Avis Budget has said the closure is part of a “wider restructuring across our international business, where we are taking targeted actions to simplify processes, enhance profitability”.
Zipcar’s most recent accounts said revenues had declined as drivers took less frequent, shorter trips. “This trend reflect the continuing effect of the cost-of-living crisis, which continues to suppress demand for non-essential services,” it said.
The Capital's Specific Challenges
Yet, several experts noted that London has particular issues that made it much harder for the company and its rivals to succeed.
- Patchwork Policies: Across 33 boroughs, car-club operators face a patchwork of different procedures and prices that made it harder.
- New Costs: The closure comes as electric cars start paying London’s congestion charge, adding unavoidable costs.
- Unequal Parking Fees: Residents in some boroughs pay as little as £63 for a year’s electric car parking permit. A similar shared vehicle would pay over £1,100 annually, creating a major disincentive.
“Our fees should be one-twentieth of a resident’s permit,” argued Robert Schopen of Co Wheels. “We remove vehicles. We’re putting less polluting cars in their place.”
Lessons from Abroad
Other European countries offer models for London to follow. Germany introduced national shared mobility laws in 2017, providing a unified system for parking, support and waivers. Now, the country has 5.4 shared cars per 10,000 people, while France has 2.1 and Belgium has 6.3. The UK trails at 0.7.
“What we see is that car sharing around the world, particularly on the continent, is expanding,” said Bharath Devanathan of Invers.
Devanathan said authorities should start to view vehicle clubs as a form of public transport, and link it with train and bus stations. He added that one unnamed client was looking at entering the London market: “There will be fill this gap.”
What Comes Next?
Other players can be split into two models:
- Company-Owned Fleets: Which maintain their own cars. Examples Denmark’s GreenMobility, France’s Free2Move, and Germany’s Miles Mobility.
- Peer-to-Peer Services: Which allow users to hire out their own vehicles via an app – similar to Airbnb for cars. Examples Britain’s Hiyacar and the US’s Getaround and Turo.

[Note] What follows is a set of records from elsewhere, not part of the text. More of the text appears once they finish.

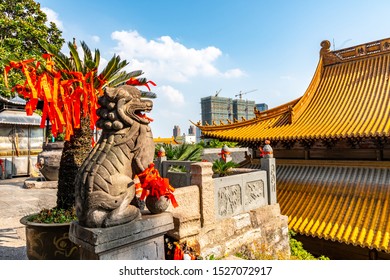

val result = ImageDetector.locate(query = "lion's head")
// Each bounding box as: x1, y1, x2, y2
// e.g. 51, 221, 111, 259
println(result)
97, 85, 153, 130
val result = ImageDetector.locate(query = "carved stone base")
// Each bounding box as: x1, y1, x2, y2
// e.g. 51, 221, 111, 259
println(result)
69, 212, 174, 260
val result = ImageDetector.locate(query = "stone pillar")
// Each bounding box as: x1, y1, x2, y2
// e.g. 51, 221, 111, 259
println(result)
218, 145, 232, 162
69, 212, 174, 260
155, 147, 167, 177
191, 162, 215, 227
261, 158, 277, 205
261, 140, 278, 205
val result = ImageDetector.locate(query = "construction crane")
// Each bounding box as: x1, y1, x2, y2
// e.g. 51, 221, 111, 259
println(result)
235, 89, 257, 99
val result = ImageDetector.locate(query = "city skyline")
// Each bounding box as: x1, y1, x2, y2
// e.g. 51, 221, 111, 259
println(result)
38, 0, 390, 137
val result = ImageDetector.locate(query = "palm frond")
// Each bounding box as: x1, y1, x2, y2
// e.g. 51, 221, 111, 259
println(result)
141, 90, 157, 99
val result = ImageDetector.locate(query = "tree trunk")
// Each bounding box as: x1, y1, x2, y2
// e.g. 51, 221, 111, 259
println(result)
57, 117, 93, 209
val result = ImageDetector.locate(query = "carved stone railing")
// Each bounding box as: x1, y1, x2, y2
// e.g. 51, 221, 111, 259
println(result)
167, 158, 290, 258
154, 157, 194, 188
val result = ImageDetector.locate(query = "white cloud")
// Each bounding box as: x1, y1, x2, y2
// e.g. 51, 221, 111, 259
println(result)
156, 86, 184, 106
223, 68, 245, 78
91, 35, 100, 43
280, 75, 295, 81
41, 7, 64, 31
111, 31, 243, 82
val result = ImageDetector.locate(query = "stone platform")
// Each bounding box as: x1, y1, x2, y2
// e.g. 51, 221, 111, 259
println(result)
69, 211, 174, 260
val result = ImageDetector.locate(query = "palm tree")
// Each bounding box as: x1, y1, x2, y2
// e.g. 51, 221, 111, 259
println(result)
6, 40, 155, 209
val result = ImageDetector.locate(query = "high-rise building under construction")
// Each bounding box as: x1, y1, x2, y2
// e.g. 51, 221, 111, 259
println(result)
200, 96, 256, 125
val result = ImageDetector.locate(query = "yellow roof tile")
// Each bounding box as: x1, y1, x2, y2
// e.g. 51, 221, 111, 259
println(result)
277, 161, 390, 253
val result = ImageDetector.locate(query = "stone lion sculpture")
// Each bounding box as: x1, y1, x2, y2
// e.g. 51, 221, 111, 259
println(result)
75, 85, 155, 228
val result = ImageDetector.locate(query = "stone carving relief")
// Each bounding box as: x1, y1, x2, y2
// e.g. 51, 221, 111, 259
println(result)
217, 185, 242, 217
75, 85, 154, 228
245, 180, 265, 206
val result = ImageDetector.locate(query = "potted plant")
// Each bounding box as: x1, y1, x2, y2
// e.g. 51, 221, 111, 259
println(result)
6, 41, 154, 259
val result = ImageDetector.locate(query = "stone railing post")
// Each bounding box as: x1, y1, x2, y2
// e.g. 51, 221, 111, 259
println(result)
191, 162, 215, 227
261, 140, 278, 205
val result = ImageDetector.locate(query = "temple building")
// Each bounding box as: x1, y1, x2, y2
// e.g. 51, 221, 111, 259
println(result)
197, 38, 390, 259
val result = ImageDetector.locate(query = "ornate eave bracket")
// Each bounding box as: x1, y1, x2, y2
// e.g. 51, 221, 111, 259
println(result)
320, 38, 390, 66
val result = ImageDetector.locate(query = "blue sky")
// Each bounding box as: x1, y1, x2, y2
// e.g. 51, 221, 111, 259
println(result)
37, 0, 390, 137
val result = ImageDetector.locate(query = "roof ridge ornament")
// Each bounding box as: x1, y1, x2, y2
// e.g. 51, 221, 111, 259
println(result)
320, 40, 341, 65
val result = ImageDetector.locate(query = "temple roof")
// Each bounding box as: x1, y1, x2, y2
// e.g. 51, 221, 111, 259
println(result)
196, 38, 390, 142
153, 137, 178, 144
277, 161, 390, 253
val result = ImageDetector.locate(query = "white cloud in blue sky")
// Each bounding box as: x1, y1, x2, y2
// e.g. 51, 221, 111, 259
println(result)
41, 7, 64, 30
38, 0, 390, 137
112, 30, 243, 83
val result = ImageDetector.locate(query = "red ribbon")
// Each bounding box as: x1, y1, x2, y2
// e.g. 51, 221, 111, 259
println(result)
218, 150, 230, 161
136, 163, 179, 208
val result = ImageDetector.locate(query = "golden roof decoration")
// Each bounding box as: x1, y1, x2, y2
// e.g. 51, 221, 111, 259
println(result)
197, 38, 390, 142
277, 161, 390, 253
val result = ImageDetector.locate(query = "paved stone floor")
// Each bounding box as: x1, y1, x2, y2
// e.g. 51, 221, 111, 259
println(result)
0, 177, 57, 260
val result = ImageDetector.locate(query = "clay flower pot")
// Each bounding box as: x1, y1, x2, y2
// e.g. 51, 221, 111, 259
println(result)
20, 216, 80, 260
145, 195, 169, 214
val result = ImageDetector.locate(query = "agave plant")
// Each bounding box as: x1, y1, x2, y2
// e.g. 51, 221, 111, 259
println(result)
212, 159, 239, 177
155, 143, 203, 172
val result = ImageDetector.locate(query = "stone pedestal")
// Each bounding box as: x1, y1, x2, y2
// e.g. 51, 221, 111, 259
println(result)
69, 212, 174, 260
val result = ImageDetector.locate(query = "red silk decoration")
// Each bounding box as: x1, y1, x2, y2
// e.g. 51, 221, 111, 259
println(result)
4, 54, 106, 141
135, 163, 178, 208
218, 150, 230, 161
173, 244, 184, 260
4, 54, 156, 141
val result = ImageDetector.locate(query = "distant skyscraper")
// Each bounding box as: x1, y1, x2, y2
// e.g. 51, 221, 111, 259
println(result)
256, 103, 268, 112
173, 125, 181, 137
200, 96, 255, 125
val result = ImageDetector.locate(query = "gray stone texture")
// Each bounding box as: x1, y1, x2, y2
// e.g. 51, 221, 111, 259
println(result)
75, 85, 154, 228
69, 212, 173, 260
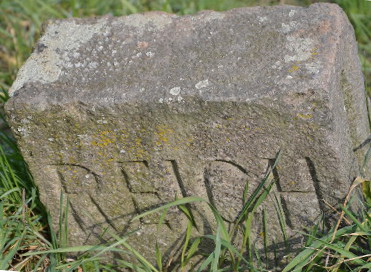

One company, a US-headquartered peer-to-peer platform, is assessing the UK gap. Rory Brimmer, its UK head, said there was a “big opportunity” to win more users. “A space exists that is going to need to be filled, because London still needs to move,” Brimmer said.
Yet, it could take a while for other players to establish themselves. For now, more people may feel forced to buy cars, and others across London will be without a convenient option.
For Rotherhithe community kitchen, the coming weeks will be a rush to find a solution. The logistical challenge caused by Zipcar’s exit highlights the wider implications of its departure on vital services and the future of car-sharing in the UK.